La normalisation progressive du format, du XVIe au XIXe siècle, accompagne l’essor commercial de Lyon comme plaque tournante du négoce viticole entre le Beaujolais, le Mâconnais et la vallée du Rhône. Le pot lyonnais devient un format de confiance, reconnu dans tous les bouchons de la ville.
La reconnaissance institutionnelle arrive au XXe siècle. En 1951, le syndicat général des débitants de boissons et restaurateurs de Lyon crée le prix du meilleur pot de beaujolais, dont la première édition se tient dans le foyer du Grand-Théâtre. En 1964, naît le prix Gnafron, dédié spécifiquement au pot lyonnais et à sa culture. Gnafron, personnage de cordonnier ivrogne du théâtre de Guignol, est le symbole parfait de cette tradition populaire et sans chichis.
Pourquoi un litre de vin donne exactement deux pots et le verre du patron?
L’arithmétique est simple : 2 × 46 cl = 92 cl. Il reste donc 8 cl dans un litre après avoir rempli deux pots. Ces 8 cl, c’est « le verre du patron » – une expression lyonnaise qui désigne la part que le tenancier se réserve, symboliquement, en servissant ses clients.
Cette formule n’est pas seulement un jeu de mots. Elle reflète l’équilibre économique des bouchons lyonnais, où le vin se vendait au litre et se servait au pot. Le patron achetait en vrac, servait en format réglementé, et ce petit écart de 8 cl représentait sa marge sur chaque litre écoulé. Rien n’était perdu, tout était compté. Si vous choisissez un vin à conserver avant de le servir en pot, la température de garde reste un paramètre à ne pas négliger.
Fillette, demi-pot, pot lyonnais : comment s’y retrouver parmi les formats lyonnais?

La terminologie lyonnaise des petits formats de vin peut dérouter. Voici les formats à connaître pour s’y retrouver :
| Format | Contenance | Hauteur | Poids |
|---|---|---|---|
| Pot lyonnais | 46 cl | 290 mm | 940 g |
| Demi-pot authentique | 22 cl | – | – |
| Fillette lyonnaise | 25 ou 29 cl | 225 mm (25 cl) | 480 g (25 cl) |
| Fillette Val de Loire / Paris | 35 cl | – | – |
La fillette lyonnaise est une création récente.
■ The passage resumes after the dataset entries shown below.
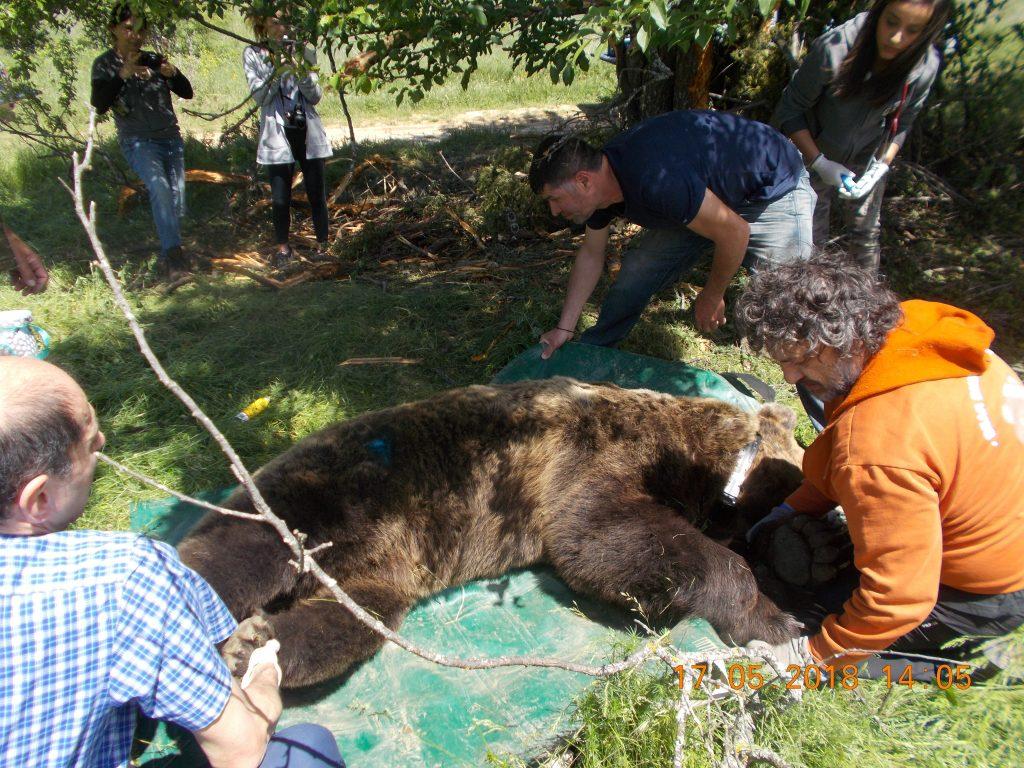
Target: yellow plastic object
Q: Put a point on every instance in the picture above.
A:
(255, 408)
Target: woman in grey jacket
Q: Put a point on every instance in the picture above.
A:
(850, 105)
(290, 129)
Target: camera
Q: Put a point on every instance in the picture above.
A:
(296, 117)
(151, 59)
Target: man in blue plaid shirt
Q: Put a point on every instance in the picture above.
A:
(95, 627)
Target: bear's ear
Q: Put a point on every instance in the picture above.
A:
(780, 416)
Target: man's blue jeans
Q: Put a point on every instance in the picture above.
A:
(780, 230)
(161, 165)
(302, 745)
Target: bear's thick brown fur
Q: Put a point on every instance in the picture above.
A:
(608, 485)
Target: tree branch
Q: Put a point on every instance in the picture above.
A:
(227, 33)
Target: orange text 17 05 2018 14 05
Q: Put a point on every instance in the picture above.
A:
(812, 677)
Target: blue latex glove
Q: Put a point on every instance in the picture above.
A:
(871, 176)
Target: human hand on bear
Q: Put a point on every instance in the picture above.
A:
(553, 339)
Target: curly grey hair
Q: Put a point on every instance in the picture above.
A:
(826, 301)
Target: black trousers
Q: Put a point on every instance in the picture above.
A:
(956, 614)
(281, 189)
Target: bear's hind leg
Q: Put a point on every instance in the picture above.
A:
(320, 638)
(649, 552)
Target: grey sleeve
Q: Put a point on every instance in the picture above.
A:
(309, 85)
(259, 75)
(915, 97)
(804, 89)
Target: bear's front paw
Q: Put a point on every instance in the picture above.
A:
(250, 635)
(807, 552)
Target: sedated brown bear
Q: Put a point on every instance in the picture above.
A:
(610, 486)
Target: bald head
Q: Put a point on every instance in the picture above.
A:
(43, 418)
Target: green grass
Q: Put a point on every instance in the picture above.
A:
(630, 720)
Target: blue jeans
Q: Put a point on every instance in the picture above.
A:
(780, 230)
(161, 165)
(302, 745)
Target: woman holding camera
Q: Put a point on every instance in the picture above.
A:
(290, 129)
(138, 84)
(850, 105)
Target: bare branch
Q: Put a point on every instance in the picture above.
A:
(211, 116)
(89, 223)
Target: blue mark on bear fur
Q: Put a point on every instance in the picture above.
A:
(381, 449)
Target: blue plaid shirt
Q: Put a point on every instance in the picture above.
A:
(93, 628)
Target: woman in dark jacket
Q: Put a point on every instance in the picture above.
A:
(138, 84)
(850, 105)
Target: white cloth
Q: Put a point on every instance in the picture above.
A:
(265, 654)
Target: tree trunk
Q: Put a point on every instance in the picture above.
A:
(663, 81)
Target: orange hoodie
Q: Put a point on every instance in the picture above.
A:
(926, 455)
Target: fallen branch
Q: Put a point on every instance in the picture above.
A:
(180, 497)
(227, 266)
(378, 360)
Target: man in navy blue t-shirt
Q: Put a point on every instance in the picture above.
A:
(698, 182)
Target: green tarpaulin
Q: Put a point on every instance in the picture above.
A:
(397, 710)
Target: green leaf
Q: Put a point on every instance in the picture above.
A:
(704, 35)
(643, 37)
(658, 13)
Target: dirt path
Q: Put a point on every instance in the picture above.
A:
(525, 120)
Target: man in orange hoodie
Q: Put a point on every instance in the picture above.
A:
(923, 448)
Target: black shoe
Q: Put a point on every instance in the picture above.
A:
(321, 254)
(173, 264)
(282, 258)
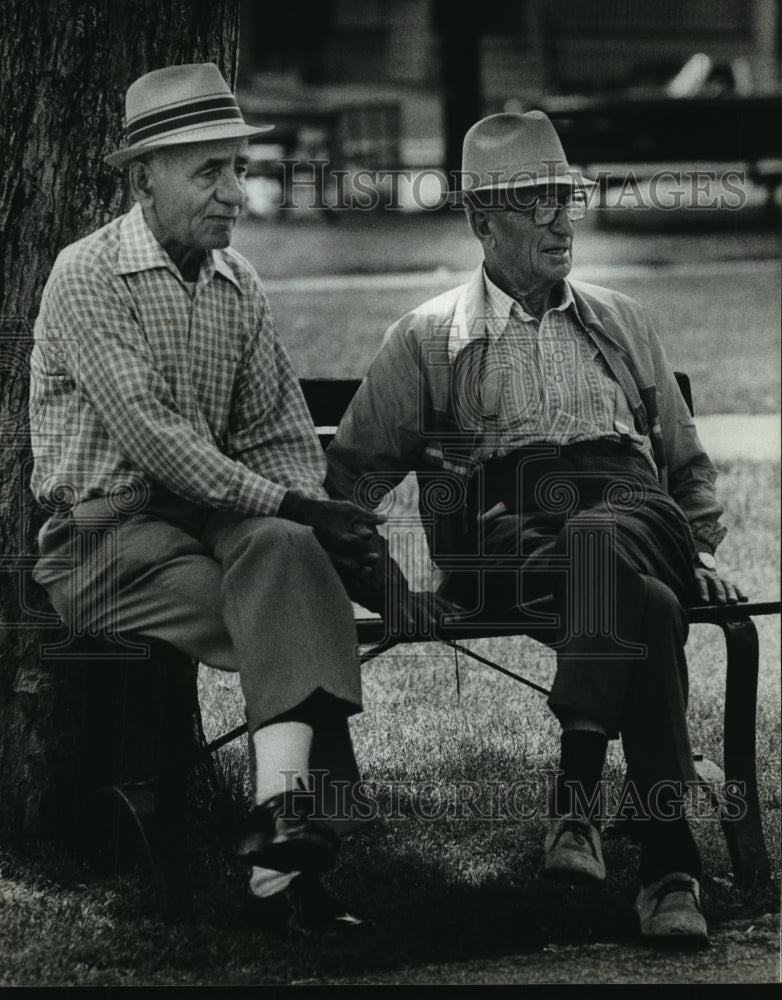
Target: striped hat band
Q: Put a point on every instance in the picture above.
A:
(221, 109)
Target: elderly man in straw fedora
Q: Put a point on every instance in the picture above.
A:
(162, 398)
(549, 411)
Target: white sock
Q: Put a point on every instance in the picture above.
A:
(265, 882)
(279, 748)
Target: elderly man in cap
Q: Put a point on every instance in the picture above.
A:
(163, 401)
(580, 487)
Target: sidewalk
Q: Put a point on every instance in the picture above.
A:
(728, 436)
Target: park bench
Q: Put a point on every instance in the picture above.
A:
(328, 399)
(156, 805)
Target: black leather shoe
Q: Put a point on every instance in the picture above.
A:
(304, 909)
(277, 834)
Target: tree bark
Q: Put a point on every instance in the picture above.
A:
(64, 68)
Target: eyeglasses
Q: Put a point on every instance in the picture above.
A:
(544, 212)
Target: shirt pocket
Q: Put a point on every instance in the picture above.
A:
(53, 405)
(212, 377)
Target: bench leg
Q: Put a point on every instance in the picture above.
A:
(744, 836)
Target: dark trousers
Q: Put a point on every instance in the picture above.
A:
(590, 525)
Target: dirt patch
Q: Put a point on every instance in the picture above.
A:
(742, 951)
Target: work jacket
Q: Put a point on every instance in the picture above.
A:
(402, 417)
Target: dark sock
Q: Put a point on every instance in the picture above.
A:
(581, 761)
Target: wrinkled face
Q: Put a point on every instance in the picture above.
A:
(530, 257)
(194, 193)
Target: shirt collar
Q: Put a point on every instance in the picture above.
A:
(500, 305)
(140, 251)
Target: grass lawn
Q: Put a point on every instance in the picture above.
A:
(449, 890)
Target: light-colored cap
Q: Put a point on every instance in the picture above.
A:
(178, 105)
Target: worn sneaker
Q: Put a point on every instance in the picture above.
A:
(573, 852)
(669, 912)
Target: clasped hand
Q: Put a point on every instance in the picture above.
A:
(348, 533)
(711, 588)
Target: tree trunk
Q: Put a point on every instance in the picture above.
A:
(64, 69)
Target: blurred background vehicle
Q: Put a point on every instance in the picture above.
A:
(389, 84)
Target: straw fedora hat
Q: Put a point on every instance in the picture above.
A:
(178, 105)
(511, 150)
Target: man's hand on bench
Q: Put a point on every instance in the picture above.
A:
(711, 588)
(347, 532)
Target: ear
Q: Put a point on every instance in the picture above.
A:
(140, 186)
(480, 224)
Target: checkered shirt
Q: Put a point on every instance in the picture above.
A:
(546, 381)
(136, 381)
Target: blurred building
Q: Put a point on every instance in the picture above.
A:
(435, 68)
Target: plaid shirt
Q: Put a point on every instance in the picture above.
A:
(546, 382)
(136, 381)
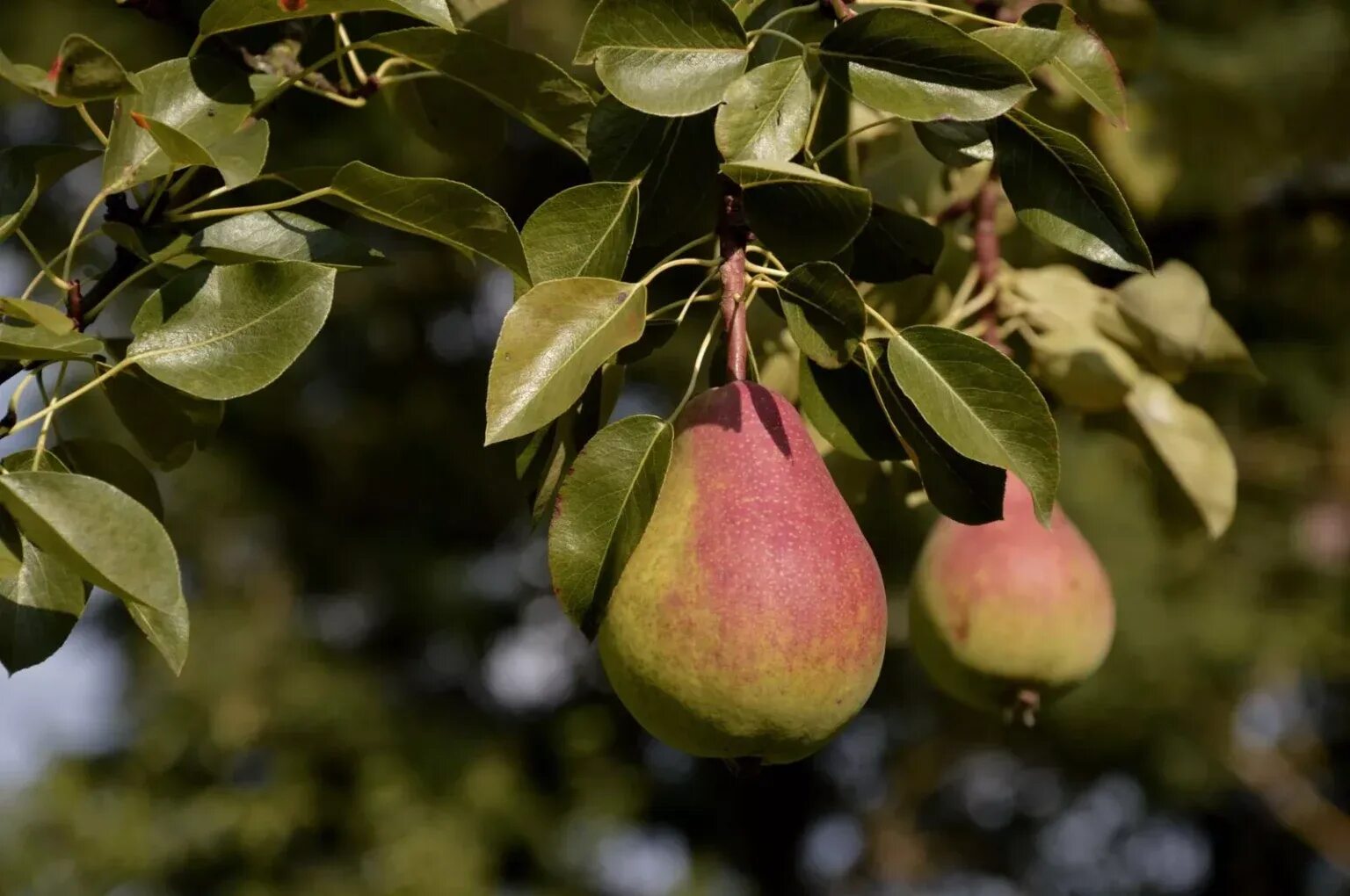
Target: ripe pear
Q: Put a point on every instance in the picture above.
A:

Elle contient 25 ou 29 cl selon les modèles, ce qui la distingue nettement de la fillette utilisée dans le Val de Loire ou à Paris, fixée à 35 cl. Ces deux formats portent le même nom mais ne versent pas la même quantité – une source de confusion fréquente chez les visiteurs.
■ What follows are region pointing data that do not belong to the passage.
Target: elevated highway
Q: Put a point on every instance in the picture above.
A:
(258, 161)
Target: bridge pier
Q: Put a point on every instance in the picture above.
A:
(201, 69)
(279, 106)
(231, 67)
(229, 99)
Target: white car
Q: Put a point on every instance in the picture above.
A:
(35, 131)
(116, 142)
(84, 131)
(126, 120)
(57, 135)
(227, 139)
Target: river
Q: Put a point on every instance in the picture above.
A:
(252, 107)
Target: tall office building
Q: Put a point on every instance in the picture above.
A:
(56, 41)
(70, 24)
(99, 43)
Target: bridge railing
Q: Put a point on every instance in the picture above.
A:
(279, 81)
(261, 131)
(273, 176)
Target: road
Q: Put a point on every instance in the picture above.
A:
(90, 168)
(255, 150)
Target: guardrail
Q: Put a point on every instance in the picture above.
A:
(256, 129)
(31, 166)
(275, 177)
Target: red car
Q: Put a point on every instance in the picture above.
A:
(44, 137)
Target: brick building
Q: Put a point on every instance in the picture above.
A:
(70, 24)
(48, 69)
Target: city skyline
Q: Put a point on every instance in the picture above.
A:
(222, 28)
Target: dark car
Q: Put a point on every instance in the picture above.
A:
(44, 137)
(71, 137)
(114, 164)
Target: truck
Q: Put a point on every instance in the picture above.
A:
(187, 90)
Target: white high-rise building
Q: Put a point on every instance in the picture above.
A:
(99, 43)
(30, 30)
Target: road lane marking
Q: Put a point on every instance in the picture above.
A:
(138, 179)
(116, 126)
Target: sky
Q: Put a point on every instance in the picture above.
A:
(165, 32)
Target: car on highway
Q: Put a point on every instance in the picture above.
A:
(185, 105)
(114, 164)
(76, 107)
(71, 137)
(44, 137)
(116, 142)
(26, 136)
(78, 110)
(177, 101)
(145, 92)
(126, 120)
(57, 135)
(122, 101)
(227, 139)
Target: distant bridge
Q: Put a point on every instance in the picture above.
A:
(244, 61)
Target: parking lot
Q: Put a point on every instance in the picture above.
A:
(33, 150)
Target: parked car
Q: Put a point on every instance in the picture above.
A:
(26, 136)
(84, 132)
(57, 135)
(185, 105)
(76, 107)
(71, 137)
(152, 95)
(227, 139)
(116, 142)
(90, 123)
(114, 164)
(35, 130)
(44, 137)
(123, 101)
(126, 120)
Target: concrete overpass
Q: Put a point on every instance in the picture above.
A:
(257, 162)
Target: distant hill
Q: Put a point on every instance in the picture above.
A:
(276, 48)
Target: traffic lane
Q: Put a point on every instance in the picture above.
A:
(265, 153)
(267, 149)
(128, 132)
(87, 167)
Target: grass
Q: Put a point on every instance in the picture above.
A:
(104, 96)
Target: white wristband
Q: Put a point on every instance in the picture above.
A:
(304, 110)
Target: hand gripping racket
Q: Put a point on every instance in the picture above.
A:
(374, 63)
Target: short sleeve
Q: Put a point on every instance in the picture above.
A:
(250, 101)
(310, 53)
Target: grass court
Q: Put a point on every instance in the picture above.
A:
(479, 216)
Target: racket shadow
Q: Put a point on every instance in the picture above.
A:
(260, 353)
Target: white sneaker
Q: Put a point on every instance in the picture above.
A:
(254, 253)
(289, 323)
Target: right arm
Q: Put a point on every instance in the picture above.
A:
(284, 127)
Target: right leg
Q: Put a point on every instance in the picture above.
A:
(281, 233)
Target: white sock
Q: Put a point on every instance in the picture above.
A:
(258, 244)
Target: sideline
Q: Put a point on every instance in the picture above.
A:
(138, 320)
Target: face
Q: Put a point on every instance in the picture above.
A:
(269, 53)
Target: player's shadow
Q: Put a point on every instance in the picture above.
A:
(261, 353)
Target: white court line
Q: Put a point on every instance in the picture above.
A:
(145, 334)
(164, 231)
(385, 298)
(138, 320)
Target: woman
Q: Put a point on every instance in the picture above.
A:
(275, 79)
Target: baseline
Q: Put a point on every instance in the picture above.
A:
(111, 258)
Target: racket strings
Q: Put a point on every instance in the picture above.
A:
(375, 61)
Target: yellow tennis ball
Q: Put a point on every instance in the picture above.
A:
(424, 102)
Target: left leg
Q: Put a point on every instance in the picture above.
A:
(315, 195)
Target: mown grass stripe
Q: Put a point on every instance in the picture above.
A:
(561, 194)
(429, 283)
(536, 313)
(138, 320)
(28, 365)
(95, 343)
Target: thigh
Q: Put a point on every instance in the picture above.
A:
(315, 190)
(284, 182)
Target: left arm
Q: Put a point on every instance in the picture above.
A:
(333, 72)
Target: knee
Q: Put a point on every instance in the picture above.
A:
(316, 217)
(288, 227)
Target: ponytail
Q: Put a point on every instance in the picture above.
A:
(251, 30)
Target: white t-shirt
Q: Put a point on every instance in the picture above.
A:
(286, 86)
Le demi-pot authentique, à 22 cl, est le moins connu des trois. Il était autrefois gravé ou marqué en relief directement sur le col ou le fond de la bouteille, garantissant sa contenance aux yeux des autorités de métrologie.
Le pot lyonnais tient encore sa place dans les bouchons aujourd’hui
Dans les bouchons lyonnais, le pot n’est pas un objet de décoration. Il arrive sur la table, rempli de beaujolais ou de côtes-du-rhône, et repart vide. Cette permanence n’est pas nostalgique : c’est un usage vivant, transmis de génération en génération dans les cuisines et les salles.
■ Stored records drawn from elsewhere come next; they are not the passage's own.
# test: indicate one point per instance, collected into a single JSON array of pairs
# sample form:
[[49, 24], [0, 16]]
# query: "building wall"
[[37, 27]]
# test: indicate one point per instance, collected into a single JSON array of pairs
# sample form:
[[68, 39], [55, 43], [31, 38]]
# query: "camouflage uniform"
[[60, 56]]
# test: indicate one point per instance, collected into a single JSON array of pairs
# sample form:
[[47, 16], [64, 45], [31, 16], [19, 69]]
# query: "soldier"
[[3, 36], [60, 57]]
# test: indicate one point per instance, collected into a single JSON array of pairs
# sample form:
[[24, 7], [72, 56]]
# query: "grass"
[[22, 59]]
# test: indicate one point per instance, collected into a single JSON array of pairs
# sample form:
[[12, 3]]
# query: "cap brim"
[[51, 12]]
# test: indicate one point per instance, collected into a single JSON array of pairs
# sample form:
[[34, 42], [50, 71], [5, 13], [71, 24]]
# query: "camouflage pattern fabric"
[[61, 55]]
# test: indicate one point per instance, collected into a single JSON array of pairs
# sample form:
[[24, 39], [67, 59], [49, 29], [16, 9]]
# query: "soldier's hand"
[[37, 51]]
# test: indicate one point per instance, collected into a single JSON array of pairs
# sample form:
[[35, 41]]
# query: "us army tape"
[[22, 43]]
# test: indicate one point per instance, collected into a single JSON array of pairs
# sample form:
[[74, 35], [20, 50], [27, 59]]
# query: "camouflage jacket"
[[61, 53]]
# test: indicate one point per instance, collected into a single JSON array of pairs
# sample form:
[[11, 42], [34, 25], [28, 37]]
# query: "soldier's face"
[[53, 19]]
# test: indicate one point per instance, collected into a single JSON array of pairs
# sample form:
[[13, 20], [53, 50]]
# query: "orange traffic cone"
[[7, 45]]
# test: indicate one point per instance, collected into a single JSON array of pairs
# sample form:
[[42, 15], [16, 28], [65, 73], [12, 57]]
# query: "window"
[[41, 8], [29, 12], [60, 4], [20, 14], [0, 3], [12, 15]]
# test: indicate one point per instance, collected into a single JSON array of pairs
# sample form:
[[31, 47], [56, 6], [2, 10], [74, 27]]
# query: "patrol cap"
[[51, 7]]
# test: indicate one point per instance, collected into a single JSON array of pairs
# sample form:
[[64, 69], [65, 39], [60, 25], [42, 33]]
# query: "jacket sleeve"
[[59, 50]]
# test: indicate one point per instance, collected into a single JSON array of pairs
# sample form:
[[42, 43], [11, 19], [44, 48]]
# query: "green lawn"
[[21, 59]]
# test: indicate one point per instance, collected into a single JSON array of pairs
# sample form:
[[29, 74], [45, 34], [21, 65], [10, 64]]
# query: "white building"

Le modèle Minjard reste la référence de fabrication. Cette entreprise produit encore le pot selon des spécifications proches des originaux : 46 cl, 290 mm, 940 g. Le verre épais teinté de vert, avec ses légères imperfections, est maintenu comme signe distinctif. Aucun producteur sérieux ne cherche à standardiser ce format vers des bouteilles plus lisses ou plus légères.
Le pot lyonnais circule aussi dans des contextes moins attendus. On le retrouve dans certaines épiceries fines, chez des vignerons du Beaujolais qui l’utilisent pour leurs cuvées de soif, et même dans quelques restaurants parisiens qui misent sur l’authenticité lyonnaise. Quand vous commandez un espace de stockage adapté pour vos vins de service, pensez que ces formats courts et lourds demandent des clayettes spécifiques.
Le pot lyonnais, avec son fond épais et ses 46 cl millimétrés, résume à lui seul un rapport au vin qui n’a rien de sophistiqué – et c’est précisément ce qui le rend solide. Il a survécu aux canuts, aux soyeux, aux décrets et aux modes. À Lyon, on ne se demande pas ce qu’on va boire : on commande un pot.